We have a friend that we have known for almost 15 years, Dawn Morse. She was telling me that she was going to go pick peaches this past weekend. I said to myself “Self, that sounds pretty interesting and fun. What can I do with peaches?” Dawn said she was going to make salsa, and if you know Dawn she is very competitive. So of course on the way there the conversation turns into a peach salsa contest. Immediately I begin to call people and do research. I was a little nervous about the amount of jalapeños in this recipe. However, after canning it did not turn out hot. In fact, Dawn’s was hotter than mine.
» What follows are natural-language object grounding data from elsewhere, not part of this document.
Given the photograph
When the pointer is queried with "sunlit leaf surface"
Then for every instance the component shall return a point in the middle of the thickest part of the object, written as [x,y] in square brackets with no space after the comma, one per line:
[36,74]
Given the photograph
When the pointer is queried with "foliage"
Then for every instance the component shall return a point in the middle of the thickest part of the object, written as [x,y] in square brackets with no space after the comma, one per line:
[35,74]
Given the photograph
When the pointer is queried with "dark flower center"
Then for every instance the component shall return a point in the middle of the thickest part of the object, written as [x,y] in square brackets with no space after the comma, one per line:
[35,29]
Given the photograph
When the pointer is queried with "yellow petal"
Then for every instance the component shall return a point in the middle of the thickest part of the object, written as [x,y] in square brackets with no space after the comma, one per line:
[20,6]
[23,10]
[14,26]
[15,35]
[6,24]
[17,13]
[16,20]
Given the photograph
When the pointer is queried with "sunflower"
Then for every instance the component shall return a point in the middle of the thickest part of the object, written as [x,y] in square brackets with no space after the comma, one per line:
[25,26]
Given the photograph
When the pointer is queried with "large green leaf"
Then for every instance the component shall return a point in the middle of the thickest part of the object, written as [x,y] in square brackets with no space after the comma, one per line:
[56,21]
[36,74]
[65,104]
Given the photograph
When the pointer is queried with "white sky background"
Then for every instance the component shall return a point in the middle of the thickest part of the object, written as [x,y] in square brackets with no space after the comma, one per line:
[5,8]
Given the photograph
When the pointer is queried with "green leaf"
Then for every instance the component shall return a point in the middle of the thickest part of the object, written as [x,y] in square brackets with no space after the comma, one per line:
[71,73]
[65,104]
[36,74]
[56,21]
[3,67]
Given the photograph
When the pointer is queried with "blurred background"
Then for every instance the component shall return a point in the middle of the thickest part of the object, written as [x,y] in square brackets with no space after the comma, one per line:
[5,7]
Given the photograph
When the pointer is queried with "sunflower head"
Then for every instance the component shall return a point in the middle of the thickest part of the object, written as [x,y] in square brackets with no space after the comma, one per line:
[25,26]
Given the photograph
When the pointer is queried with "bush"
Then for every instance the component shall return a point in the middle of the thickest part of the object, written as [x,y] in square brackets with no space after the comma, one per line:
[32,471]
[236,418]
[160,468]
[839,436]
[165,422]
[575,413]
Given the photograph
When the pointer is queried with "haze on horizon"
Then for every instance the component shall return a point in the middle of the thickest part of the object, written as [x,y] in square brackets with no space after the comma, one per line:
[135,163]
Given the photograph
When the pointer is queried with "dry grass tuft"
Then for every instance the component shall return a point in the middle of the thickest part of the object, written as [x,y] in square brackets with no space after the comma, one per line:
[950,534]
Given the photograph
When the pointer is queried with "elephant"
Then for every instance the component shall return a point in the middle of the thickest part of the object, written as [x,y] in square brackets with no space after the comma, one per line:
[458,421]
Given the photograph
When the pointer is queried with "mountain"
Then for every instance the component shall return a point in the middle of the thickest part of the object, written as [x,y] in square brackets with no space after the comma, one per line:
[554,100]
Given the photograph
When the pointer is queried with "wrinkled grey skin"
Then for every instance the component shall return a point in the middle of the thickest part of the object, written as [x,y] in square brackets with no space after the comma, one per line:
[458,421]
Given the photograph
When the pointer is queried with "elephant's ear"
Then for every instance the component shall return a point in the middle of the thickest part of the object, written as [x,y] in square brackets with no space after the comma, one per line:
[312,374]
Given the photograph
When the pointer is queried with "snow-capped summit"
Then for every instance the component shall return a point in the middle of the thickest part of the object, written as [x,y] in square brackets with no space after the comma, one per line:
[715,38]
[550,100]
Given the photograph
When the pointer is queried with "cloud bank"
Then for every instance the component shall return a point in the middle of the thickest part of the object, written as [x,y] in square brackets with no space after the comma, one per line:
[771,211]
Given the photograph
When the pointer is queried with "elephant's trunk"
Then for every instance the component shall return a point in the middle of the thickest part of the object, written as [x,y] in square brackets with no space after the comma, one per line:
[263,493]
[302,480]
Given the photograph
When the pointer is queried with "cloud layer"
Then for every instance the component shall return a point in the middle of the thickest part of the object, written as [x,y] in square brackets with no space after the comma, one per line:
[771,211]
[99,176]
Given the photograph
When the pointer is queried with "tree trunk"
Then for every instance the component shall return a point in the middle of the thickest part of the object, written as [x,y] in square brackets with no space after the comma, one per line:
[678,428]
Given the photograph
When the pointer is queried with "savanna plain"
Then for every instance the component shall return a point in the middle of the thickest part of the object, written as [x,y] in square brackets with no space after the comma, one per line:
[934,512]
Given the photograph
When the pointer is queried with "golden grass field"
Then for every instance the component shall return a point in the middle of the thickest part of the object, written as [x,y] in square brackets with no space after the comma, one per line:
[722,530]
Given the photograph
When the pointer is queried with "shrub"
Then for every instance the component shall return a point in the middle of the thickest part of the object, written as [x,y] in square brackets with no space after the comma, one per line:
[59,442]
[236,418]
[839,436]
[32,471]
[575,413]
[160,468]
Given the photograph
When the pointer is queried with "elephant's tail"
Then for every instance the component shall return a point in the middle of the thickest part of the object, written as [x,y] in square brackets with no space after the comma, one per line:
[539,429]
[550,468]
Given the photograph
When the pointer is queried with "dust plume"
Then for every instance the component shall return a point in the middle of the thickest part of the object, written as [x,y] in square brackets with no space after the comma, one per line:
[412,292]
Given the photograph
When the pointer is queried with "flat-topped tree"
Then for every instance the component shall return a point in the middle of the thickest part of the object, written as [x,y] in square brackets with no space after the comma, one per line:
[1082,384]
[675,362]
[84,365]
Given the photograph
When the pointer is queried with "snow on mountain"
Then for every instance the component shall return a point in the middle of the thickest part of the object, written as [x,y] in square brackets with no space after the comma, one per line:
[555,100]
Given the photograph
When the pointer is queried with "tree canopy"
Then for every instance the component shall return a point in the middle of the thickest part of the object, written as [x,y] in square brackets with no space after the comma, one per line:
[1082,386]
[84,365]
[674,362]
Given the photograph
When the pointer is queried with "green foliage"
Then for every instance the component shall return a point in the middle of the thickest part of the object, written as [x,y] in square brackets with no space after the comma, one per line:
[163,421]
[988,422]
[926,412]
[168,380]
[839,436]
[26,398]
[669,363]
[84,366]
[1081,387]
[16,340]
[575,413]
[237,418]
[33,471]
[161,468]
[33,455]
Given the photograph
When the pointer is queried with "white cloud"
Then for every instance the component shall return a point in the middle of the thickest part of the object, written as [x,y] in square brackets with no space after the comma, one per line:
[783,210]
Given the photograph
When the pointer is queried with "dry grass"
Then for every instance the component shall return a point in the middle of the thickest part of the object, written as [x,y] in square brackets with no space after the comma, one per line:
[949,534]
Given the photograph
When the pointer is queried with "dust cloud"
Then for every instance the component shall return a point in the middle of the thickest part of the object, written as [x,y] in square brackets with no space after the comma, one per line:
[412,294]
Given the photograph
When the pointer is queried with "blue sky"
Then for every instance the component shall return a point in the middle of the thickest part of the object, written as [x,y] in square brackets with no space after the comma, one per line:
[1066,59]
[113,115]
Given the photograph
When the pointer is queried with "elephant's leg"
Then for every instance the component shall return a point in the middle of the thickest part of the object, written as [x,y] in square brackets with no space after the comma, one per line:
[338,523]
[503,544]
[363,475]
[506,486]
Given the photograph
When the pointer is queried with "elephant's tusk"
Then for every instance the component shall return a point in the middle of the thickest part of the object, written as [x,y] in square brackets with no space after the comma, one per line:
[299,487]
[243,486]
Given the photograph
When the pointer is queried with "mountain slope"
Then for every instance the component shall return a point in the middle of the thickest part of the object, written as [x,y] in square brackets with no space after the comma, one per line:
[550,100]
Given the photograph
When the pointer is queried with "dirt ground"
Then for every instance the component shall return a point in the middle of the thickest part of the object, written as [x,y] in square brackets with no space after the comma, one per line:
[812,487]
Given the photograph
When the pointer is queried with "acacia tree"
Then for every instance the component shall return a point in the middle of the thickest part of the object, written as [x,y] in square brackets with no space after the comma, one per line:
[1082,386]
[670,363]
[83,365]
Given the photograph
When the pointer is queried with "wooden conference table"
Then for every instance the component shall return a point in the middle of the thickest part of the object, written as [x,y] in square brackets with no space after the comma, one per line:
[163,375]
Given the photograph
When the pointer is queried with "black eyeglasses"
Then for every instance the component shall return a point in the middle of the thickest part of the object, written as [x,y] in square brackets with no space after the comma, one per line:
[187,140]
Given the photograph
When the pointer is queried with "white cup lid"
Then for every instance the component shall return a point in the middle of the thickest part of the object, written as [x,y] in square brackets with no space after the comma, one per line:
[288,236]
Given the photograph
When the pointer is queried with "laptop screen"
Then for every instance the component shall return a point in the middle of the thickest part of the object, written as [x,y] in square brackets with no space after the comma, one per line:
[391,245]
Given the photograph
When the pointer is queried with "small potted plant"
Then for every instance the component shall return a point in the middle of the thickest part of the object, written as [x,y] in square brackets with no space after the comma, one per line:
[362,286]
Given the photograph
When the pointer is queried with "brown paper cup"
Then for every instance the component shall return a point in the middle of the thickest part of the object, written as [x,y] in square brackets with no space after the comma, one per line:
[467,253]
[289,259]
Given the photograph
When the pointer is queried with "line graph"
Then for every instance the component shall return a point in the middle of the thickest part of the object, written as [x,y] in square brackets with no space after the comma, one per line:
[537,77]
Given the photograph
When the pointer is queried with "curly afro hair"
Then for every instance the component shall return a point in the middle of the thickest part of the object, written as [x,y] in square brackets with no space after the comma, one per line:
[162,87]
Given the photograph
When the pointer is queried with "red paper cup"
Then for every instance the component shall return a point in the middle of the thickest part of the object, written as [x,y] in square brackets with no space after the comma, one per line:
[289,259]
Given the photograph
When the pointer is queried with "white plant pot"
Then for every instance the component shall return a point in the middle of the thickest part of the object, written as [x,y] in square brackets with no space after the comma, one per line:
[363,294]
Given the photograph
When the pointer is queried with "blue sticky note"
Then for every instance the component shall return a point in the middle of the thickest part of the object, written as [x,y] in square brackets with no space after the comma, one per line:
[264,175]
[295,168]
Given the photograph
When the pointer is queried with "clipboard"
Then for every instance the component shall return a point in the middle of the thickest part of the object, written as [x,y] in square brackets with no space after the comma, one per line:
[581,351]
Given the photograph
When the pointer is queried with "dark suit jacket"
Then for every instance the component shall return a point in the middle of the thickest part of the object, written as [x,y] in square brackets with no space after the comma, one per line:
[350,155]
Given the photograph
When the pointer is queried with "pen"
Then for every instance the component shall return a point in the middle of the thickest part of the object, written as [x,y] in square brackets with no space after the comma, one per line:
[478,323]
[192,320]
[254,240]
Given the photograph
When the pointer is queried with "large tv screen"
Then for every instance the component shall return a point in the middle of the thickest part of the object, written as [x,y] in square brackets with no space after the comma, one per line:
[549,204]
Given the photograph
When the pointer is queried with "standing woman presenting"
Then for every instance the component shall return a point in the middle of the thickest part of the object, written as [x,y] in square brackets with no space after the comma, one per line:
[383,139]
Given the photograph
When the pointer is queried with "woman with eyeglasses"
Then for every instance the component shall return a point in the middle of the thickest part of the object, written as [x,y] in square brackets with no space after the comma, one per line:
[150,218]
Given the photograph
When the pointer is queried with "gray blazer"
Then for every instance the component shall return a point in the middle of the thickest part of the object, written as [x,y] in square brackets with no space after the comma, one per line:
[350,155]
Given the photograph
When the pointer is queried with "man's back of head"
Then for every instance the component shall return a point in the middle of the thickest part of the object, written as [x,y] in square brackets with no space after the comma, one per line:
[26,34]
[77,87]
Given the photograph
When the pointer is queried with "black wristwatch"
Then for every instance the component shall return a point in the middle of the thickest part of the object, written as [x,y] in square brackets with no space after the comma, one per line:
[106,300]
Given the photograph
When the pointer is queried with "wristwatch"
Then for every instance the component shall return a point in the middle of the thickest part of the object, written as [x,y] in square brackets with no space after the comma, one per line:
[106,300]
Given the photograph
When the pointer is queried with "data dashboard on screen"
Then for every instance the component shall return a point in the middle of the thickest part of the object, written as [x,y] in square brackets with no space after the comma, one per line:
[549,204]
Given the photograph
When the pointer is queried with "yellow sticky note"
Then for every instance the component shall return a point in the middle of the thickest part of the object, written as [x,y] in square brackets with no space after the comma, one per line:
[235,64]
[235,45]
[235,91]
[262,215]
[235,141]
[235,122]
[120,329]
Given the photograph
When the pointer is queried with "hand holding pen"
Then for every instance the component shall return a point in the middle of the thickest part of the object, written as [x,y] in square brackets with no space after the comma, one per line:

So if you like your salsa with some heat, keep the jalapeño seeds in the recipe. I wanted the salsa to be used in several different scenarios other than with chips. I wanted to use this on fish and chicken dishes as well. The key to the texture of the salsa is the fine chopping and trust me, there is a lot of chopping.
First you have to go out and hand select every peach you put in the salsa. I took a little monkey to scale the peach trees for me.
After you have chopped all the ingredients above, get a nice cooking pot and add all the ingredients into the pot.
Here is my biggest advice that I can offer to you, when you are chopping the jalapenos and habanero….where gloves! Then dispose of them after you cut and add to pot.
Really concentrate on your knife skills here folks, it is about consistency in texture.
When you cut your peaches, depending on what type of peach you use, you will have to cut around the pit. These are not the canning Freestone peaches, so the pit is a little harder to remove. So I cut around the pit the best I can. Make sure to peel the skins off first.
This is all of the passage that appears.